Tutelare la libertà d’esprimersi e la libertà di informarsi, con una regolamentazione sul commercio. Quella che appare una via tortuosa è una strada percorribile: il Parlamento Europeo ha votato a favore di una proposta che, nel tentativo di abbattere le barriere fra il mercato UE e il resto del mondo, potrebbe scoraggiare le censure di stato e offrire ai cittadini della rete la possibilità di partecipare più attivamente alla società civile on- e off- line.
La libera circolazione dell’informazione, a parere di Jules Maaten, parlamentare europeo olandese, è la linfa che dà vita alla rete, che innerva il sistema economico e sociale di Internet. C’è Maaten dietro alla risoluzione che, con il supporto della Commissione Europea, potrebbe sfociare in una tutela più stringente dei diritti dei cittadini dei paesi con cui l’Unione Europea ha relazioni commerciali. Maaten suggerisce infatti che gli argini e le canalizzazioni imposti al fluire dell’informazione da parte di innumerevoli stati del mondo ostacolino l’operato delle net company , costrette a rinunciare alla visibilità, rassegnati a non poter offrire i propri servizi in paesi imbavagliati dalla censura.
“La grande muraglia digitale cinese dovrebbe essere considerata come una barriera alle attività commerciali” ha spiegato Maaten. Non sono solo gli attori americani ad essere danneggiati nelle proprie attività commerciali con i paesi che censurano la rete: “anche le Internet company europee come ad esempio Wanadoo, Telecom Italia e France Telecom devono involontariamente sottostare alla censura imposta nei paesi autoritari”. Per questo motivo Maaten chiede all’Unione Europea di studiare una regolamentazione analoga al Global Online Freedom Act statunitense, che tuteli la libertà di circolazione di idee e di affari, sul doppio binario dei diritti umani e dei diritti di coloro che agiscono sul mercato.
La proposta di Maaten ricalca quanto già osservato da Google lo scorso anno.

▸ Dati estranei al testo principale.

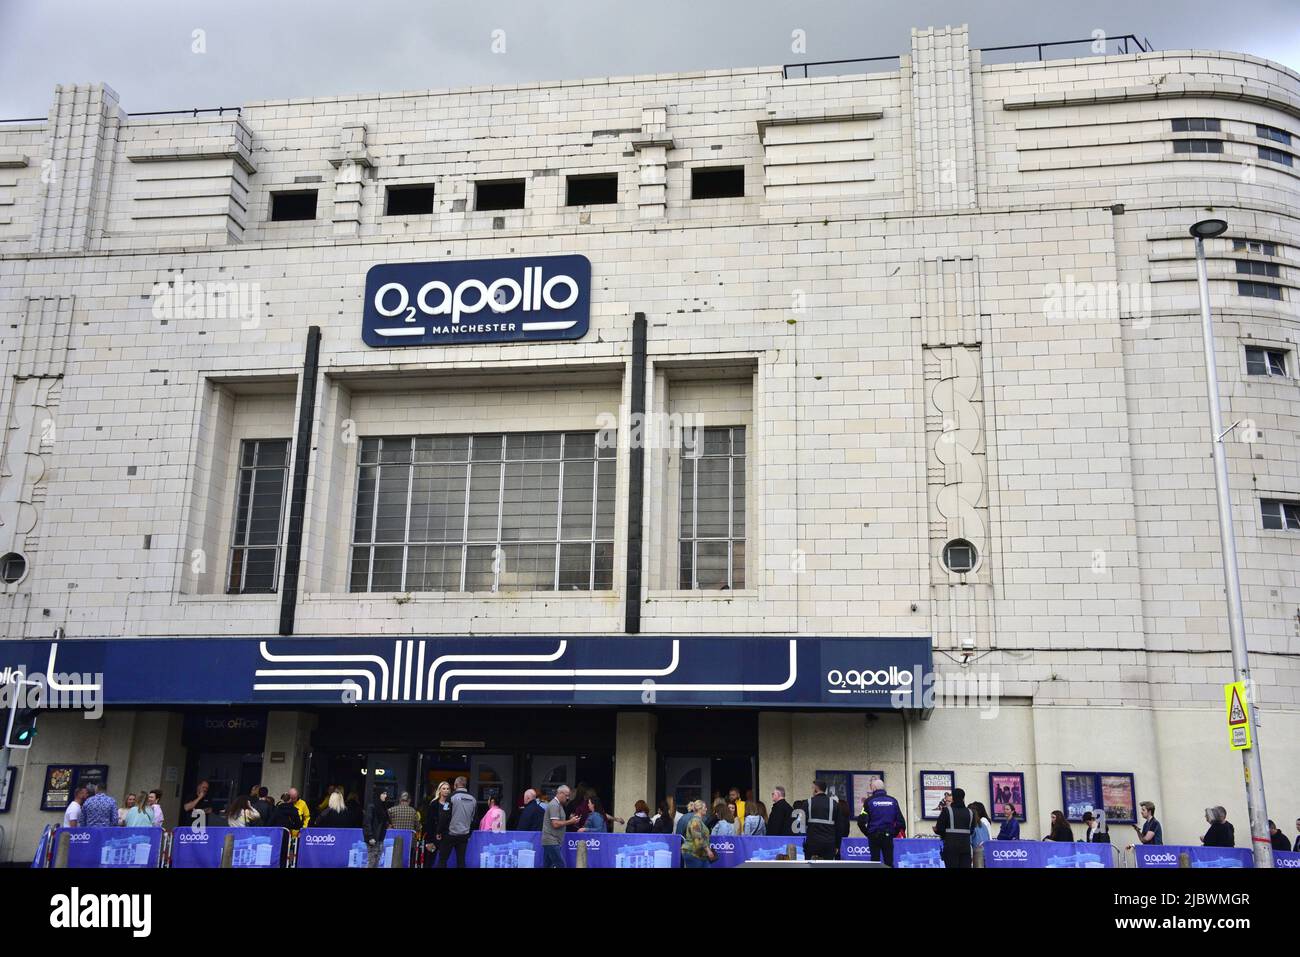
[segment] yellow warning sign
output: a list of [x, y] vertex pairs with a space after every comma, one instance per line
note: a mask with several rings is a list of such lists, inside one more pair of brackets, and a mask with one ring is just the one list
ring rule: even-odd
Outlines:
[[1228, 712], [1228, 744], [1234, 751], [1250, 747], [1250, 721], [1247, 718], [1246, 683], [1233, 681], [1223, 686], [1223, 703]]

Dopo l’ ammissione e il ravvedimento per aver contribuito ad erigere in Cina la grande muraglia digitale, il gigante dell’advertising ha in più occasioni sottolineato come le pratiche censorie messe in atto da numerosi paesi del mondo non calpestino solo i diritti dei cittadini , ma anche quelli dei player commerciali che agiscono sul mercato globale della rete. La censura intralcia le attività delle aziende che basano il proprio modello di business sul web, la censura impedisce a Google di fornire servizi e di distribuire pubblicità ad un pubblico globale.
E se Google spingeva per l’intervento del legislatore, Microsoft, anch’essa nel mirino per aver collaborato con il regime cinese, dopo aver minacciato di ritirarsi dal mercato della Repubblica Popolare per ragioni etiche, rimane fiduciosa nel dirompente potenziale delle dinamiche economiche, capaci di abbattere ogni barriera che ostacoli la libera circolazione di informazione e di denari.
Ma fra le tre aziende più colpite dalle accuse di collaborazionismo e più attive nel proporre una responsabilizzazione, Yahoo! sembra essere quella che vacilla fra i compromessi con le autorità dei paesi censori e le aggressive dimostrazioni di voler tutelare i diritti umani. A pochi mesi dalla conclusione del caso Shi Tao , una nuova denuncia si è abbattuta sull’azienda: avrebbe passato al governo cinese i nomi di diversi cyberdissidenti. Uno dei querelanti gestiva un’azienda che il governo cinese ha radiato dai risultati delle ricerche, con la collaborazione di Yahoo!.